When Tom awoke, Sid was dressed and gone. There was a late look in the light, a late sense in the atmosphere. He was startled. Why had he not been called - persecuted till he was up, as usual? The thought filled him with bodings. Within five minutes he was dressed and down-stairs, feeling sore and drowsy. The family were still at table, but they had finished breakfast. There was no voice of rebuke; but there were averted eyes; there was a silence and an air of solemnity that struck a chill to the culprit's heart. He sat down and tried to seem gay, but it was up-hill work; it roused no smile, no response, and he lapsed into silence and let his heart sink down to the depths.
After breakfast his aunt took him aside, and Tom almost brightened in the hope that he was going to be flogged; but it was not so. His aunt wept over him and asked him how he could go and break her old heart so; and finally told him to go on, and ruin himself and bring her gray hairs with sorrow to the grave, for it was no use for her to try any more. This was worse than a thousand whippings, and Tom's heart was sorer now than his body.
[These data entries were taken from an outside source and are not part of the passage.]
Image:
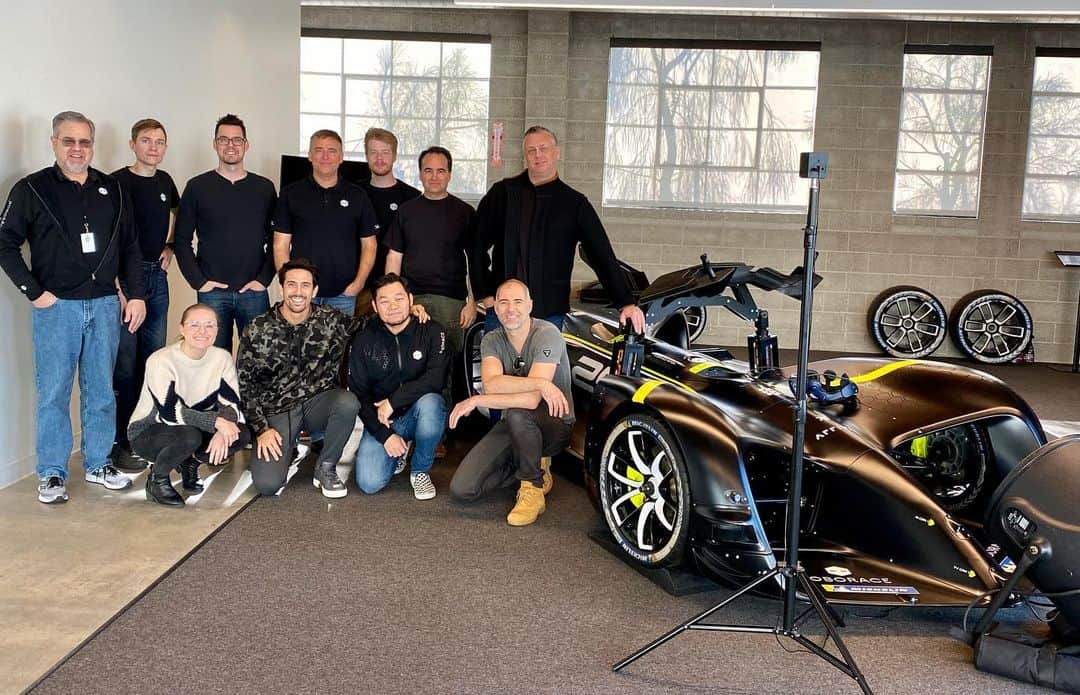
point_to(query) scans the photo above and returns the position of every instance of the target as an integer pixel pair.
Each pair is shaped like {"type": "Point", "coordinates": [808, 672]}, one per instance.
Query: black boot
{"type": "Point", "coordinates": [160, 489]}
{"type": "Point", "coordinates": [189, 472]}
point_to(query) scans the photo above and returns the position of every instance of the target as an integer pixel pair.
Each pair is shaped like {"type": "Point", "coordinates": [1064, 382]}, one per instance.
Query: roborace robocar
{"type": "Point", "coordinates": [688, 460]}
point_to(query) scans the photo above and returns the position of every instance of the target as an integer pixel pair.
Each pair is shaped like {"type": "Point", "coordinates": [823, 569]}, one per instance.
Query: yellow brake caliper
{"type": "Point", "coordinates": [636, 476]}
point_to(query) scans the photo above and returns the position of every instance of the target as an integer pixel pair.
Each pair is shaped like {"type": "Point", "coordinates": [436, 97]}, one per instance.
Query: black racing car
{"type": "Point", "coordinates": [688, 460]}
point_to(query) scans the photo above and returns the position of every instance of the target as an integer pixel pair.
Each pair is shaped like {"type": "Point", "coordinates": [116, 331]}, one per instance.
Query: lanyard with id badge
{"type": "Point", "coordinates": [89, 245]}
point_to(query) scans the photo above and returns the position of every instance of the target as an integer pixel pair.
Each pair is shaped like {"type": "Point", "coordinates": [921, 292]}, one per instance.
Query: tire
{"type": "Point", "coordinates": [696, 318]}
{"type": "Point", "coordinates": [907, 322]}
{"type": "Point", "coordinates": [644, 491]}
{"type": "Point", "coordinates": [990, 327]}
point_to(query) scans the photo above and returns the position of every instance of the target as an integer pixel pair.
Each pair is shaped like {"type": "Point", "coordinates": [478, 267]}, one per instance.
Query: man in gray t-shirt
{"type": "Point", "coordinates": [525, 372]}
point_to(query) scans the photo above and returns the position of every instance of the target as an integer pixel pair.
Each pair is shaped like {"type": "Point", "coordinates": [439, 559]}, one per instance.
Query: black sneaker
{"type": "Point", "coordinates": [326, 478]}
{"type": "Point", "coordinates": [52, 490]}
{"type": "Point", "coordinates": [109, 477]}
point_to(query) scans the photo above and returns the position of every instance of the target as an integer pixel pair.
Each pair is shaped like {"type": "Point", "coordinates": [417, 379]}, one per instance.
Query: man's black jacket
{"type": "Point", "coordinates": [34, 214]}
{"type": "Point", "coordinates": [401, 368]}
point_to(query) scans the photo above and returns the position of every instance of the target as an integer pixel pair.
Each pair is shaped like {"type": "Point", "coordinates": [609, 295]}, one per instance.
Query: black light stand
{"type": "Point", "coordinates": [813, 165]}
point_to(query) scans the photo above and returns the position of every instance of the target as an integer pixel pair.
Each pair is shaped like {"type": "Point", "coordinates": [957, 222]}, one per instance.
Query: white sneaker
{"type": "Point", "coordinates": [422, 487]}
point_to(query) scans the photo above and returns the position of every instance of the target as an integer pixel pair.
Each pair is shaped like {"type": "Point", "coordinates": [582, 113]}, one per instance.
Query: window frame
{"type": "Point", "coordinates": [755, 168]}
{"type": "Point", "coordinates": [939, 50]}
{"type": "Point", "coordinates": [1039, 217]}
{"type": "Point", "coordinates": [405, 160]}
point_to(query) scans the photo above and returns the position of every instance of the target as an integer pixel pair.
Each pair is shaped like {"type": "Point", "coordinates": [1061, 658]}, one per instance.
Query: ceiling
{"type": "Point", "coordinates": [1040, 11]}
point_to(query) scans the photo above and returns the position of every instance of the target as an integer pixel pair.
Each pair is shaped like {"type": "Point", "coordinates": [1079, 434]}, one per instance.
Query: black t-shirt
{"type": "Point", "coordinates": [386, 202]}
{"type": "Point", "coordinates": [434, 237]}
{"type": "Point", "coordinates": [233, 222]}
{"type": "Point", "coordinates": [152, 199]}
{"type": "Point", "coordinates": [326, 225]}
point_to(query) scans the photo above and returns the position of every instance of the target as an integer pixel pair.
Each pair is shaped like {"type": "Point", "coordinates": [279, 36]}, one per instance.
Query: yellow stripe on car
{"type": "Point", "coordinates": [880, 371]}
{"type": "Point", "coordinates": [645, 390]}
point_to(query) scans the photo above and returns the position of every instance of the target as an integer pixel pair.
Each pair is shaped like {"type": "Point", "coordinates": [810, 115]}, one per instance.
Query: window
{"type": "Point", "coordinates": [427, 92]}
{"type": "Point", "coordinates": [709, 125]}
{"type": "Point", "coordinates": [942, 117]}
{"type": "Point", "coordinates": [1052, 174]}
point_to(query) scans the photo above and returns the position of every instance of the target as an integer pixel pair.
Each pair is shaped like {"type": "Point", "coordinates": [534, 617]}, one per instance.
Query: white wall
{"type": "Point", "coordinates": [183, 63]}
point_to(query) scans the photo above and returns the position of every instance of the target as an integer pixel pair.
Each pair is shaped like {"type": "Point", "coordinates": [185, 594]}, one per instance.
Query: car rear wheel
{"type": "Point", "coordinates": [991, 327]}
{"type": "Point", "coordinates": [907, 322]}
{"type": "Point", "coordinates": [645, 492]}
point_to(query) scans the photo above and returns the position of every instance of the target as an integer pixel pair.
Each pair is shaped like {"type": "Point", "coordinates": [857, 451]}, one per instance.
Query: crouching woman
{"type": "Point", "coordinates": [188, 412]}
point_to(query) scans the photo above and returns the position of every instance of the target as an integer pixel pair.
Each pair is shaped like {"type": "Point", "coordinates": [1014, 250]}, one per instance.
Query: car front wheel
{"type": "Point", "coordinates": [645, 492]}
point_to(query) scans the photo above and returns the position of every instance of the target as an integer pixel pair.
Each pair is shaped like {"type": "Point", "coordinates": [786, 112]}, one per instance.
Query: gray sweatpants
{"type": "Point", "coordinates": [332, 411]}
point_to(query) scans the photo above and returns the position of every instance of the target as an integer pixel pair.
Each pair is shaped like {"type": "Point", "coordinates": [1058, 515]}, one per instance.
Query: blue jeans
{"type": "Point", "coordinates": [83, 334]}
{"type": "Point", "coordinates": [233, 307]}
{"type": "Point", "coordinates": [422, 424]}
{"type": "Point", "coordinates": [491, 322]}
{"type": "Point", "coordinates": [136, 348]}
{"type": "Point", "coordinates": [343, 303]}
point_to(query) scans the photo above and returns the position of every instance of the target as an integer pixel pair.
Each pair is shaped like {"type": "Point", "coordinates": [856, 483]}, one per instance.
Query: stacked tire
{"type": "Point", "coordinates": [988, 326]}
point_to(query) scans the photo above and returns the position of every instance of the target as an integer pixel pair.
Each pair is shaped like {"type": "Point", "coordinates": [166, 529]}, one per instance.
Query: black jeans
{"type": "Point", "coordinates": [510, 452]}
{"type": "Point", "coordinates": [332, 411]}
{"type": "Point", "coordinates": [169, 446]}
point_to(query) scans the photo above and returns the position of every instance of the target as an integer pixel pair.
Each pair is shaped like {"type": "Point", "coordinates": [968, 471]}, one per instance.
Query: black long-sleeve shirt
{"type": "Point", "coordinates": [401, 368]}
{"type": "Point", "coordinates": [234, 225]}
{"type": "Point", "coordinates": [52, 212]}
{"type": "Point", "coordinates": [531, 232]}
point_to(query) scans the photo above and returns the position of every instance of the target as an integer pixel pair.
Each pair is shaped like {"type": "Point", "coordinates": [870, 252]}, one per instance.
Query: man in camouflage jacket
{"type": "Point", "coordinates": [288, 363]}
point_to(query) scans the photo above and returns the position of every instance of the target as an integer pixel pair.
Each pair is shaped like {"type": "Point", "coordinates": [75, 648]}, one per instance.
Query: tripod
{"type": "Point", "coordinates": [813, 166]}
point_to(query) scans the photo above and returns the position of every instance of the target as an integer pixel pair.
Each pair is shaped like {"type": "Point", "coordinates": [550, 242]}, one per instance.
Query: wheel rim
{"type": "Point", "coordinates": [909, 325]}
{"type": "Point", "coordinates": [995, 329]}
{"type": "Point", "coordinates": [950, 463]}
{"type": "Point", "coordinates": [639, 490]}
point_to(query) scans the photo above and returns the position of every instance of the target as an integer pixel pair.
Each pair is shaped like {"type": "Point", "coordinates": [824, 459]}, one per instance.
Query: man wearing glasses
{"type": "Point", "coordinates": [230, 210]}
{"type": "Point", "coordinates": [80, 232]}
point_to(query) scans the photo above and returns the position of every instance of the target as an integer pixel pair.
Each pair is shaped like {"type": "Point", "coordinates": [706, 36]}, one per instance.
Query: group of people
{"type": "Point", "coordinates": [375, 281]}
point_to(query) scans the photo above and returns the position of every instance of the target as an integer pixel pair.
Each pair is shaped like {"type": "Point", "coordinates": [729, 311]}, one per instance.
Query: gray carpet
{"type": "Point", "coordinates": [388, 595]}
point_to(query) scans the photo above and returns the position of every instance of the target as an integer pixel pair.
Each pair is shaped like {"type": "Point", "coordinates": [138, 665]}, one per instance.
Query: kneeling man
{"type": "Point", "coordinates": [397, 369]}
{"type": "Point", "coordinates": [526, 372]}
{"type": "Point", "coordinates": [288, 363]}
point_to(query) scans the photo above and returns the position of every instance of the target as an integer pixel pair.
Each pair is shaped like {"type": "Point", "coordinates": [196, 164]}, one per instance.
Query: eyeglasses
{"type": "Point", "coordinates": [70, 141]}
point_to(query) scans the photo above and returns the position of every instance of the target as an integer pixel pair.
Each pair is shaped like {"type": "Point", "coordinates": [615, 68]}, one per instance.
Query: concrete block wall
{"type": "Point", "coordinates": [551, 68]}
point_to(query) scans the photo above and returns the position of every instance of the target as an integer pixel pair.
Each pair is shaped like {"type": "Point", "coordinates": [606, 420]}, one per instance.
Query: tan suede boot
{"type": "Point", "coordinates": [529, 505]}
{"type": "Point", "coordinates": [548, 480]}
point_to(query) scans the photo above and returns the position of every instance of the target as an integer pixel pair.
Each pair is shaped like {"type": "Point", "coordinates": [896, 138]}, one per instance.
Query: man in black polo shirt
{"type": "Point", "coordinates": [532, 222]}
{"type": "Point", "coordinates": [387, 193]}
{"type": "Point", "coordinates": [230, 209]}
{"type": "Point", "coordinates": [80, 233]}
{"type": "Point", "coordinates": [430, 244]}
{"type": "Point", "coordinates": [153, 200]}
{"type": "Point", "coordinates": [329, 221]}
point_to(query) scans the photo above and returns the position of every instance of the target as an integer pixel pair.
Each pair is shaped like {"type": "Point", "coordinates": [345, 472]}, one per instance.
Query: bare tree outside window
{"type": "Point", "coordinates": [709, 128]}
{"type": "Point", "coordinates": [1052, 174]}
{"type": "Point", "coordinates": [940, 152]}
{"type": "Point", "coordinates": [427, 92]}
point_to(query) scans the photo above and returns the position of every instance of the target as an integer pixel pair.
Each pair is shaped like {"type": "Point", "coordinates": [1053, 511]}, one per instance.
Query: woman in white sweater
{"type": "Point", "coordinates": [188, 411]}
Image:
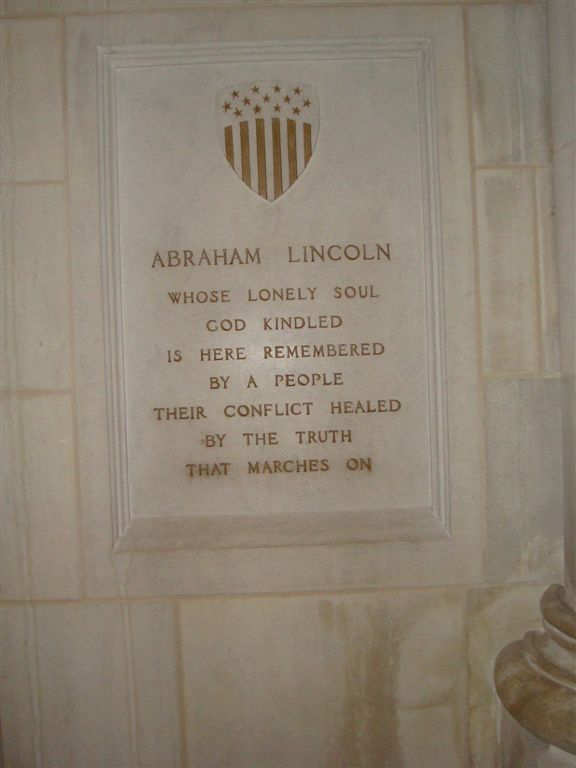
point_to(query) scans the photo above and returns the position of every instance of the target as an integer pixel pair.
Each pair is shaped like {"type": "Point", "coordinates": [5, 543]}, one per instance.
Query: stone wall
{"type": "Point", "coordinates": [110, 670]}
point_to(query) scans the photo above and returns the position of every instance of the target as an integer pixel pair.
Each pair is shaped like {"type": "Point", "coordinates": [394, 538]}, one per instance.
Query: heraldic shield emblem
{"type": "Point", "coordinates": [268, 130]}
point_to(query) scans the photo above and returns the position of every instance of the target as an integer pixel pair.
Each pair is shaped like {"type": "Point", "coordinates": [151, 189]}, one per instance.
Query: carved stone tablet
{"type": "Point", "coordinates": [274, 291]}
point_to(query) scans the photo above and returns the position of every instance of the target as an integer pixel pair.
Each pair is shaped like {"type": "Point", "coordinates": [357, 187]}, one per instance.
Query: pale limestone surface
{"type": "Point", "coordinates": [23, 8]}
{"type": "Point", "coordinates": [40, 553]}
{"type": "Point", "coordinates": [507, 270]}
{"type": "Point", "coordinates": [524, 480]}
{"type": "Point", "coordinates": [494, 617]}
{"type": "Point", "coordinates": [33, 116]}
{"type": "Point", "coordinates": [36, 288]}
{"type": "Point", "coordinates": [510, 80]}
{"type": "Point", "coordinates": [75, 688]}
{"type": "Point", "coordinates": [547, 269]}
{"type": "Point", "coordinates": [94, 684]}
{"type": "Point", "coordinates": [561, 20]}
{"type": "Point", "coordinates": [331, 681]}
{"type": "Point", "coordinates": [178, 572]}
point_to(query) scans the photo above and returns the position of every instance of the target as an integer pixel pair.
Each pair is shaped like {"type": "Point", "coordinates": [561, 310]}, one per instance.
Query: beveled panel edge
{"type": "Point", "coordinates": [280, 530]}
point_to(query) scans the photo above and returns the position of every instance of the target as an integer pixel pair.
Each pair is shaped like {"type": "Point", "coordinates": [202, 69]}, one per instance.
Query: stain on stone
{"type": "Point", "coordinates": [369, 733]}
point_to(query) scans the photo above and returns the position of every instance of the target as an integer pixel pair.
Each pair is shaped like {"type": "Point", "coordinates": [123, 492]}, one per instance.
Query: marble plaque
{"type": "Point", "coordinates": [274, 293]}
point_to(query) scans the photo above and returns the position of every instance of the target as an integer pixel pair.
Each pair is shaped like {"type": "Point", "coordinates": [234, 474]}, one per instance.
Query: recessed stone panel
{"type": "Point", "coordinates": [274, 292]}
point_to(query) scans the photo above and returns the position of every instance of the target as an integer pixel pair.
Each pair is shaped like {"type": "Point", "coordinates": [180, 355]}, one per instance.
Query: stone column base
{"type": "Point", "coordinates": [536, 677]}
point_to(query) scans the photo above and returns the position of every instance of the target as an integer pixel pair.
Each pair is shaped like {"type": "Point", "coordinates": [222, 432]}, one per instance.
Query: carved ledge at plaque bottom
{"type": "Point", "coordinates": [536, 677]}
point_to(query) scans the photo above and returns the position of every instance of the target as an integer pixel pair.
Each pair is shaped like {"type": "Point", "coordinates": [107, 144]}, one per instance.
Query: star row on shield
{"type": "Point", "coordinates": [238, 102]}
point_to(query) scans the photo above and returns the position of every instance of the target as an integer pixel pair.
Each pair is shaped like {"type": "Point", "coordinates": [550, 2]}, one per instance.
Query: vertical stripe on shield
{"type": "Point", "coordinates": [229, 144]}
{"type": "Point", "coordinates": [307, 143]}
{"type": "Point", "coordinates": [245, 152]}
{"type": "Point", "coordinates": [292, 157]}
{"type": "Point", "coordinates": [261, 157]}
{"type": "Point", "coordinates": [277, 157]}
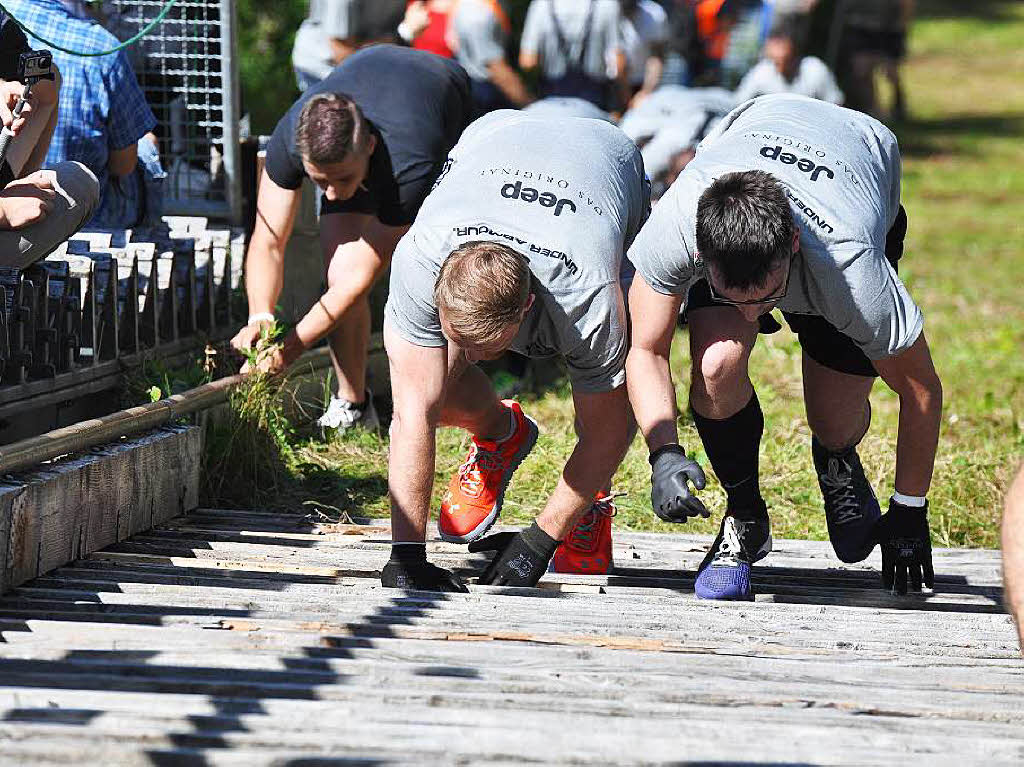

He cried, he pleaded for forgiveness, promised to reform over and over again, and then received his dismissal, feeling that he had won but an imperfect forgiveness and established but a feeble confidence.
He left the presence too miserable to even feel revengeful toward Sid; and so the latter's prompt retreat through the back gate was unnecessary. He moped to school gloomy and sad, and took his flogging, along with Joe Harper, for playing hookey the day before, with the air of one whose heart was busy with heavier woes and wholly dead to trifles. Then he betook himself to his seat, rested his elbows on his desk and his jaws in his hands, and stared at the wall with the stony stare of suffering that has reached the limit and can no further go. His elbow was pressing against some hard substance. After a long time he slowly and sadly changed his position, and took up this object with a sigh. It was in a paper. He unrolled it. A long, lingering, colossal sigh followed, and his heart broke. It was his brass andiron knob!
This final feather broke the camel's back.